Let me tell you, it is hell to walk past.
This is the reason why the bookshelf beside my desk is so crammed with ‘How to Write’ books. I buy a book every time I decide to ‘get serious’, because of course, buying a book is a prerequisite of ‘getting serious’. I’ll read a few chapters. And then I get bored/move on/get ill/realise its shortcomings/decide I want to take up crochet instead etc. So now I have a bookshelf full of books about writing and how to write, many of which are very, very good, dozens of which come highly recommended by friends and in other books about writing, and almost none of which I have ever read cover to cover.
Just call me a butterfly.
Today is another of those ‘I’m going to get serious’ days. Today I am not going to buy a book.
This is partly because I am completely broke, and saving up for a new pair of spectacles because the ones I have got are close to useless and I’m fed up of having to take my glasses off in order to read.
But mostly because its because I need not to read about writing and how to write, but to actually DO it.

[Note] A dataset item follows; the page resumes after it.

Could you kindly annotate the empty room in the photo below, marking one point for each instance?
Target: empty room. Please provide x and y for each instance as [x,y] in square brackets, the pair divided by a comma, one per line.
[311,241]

You can’t be a writer unless you actually write. And when you write, you learn far more about writing than you ever could from a book.
Books about writing are great. Don’t get me wrong. I’ve got a lot out of them. But there comes a time when you have to leave them alone and learn by doing.
I’ll let you know whether I stick to my guns or not, though I have to say I don’t think my groaning bookcase can survive even one more purchase!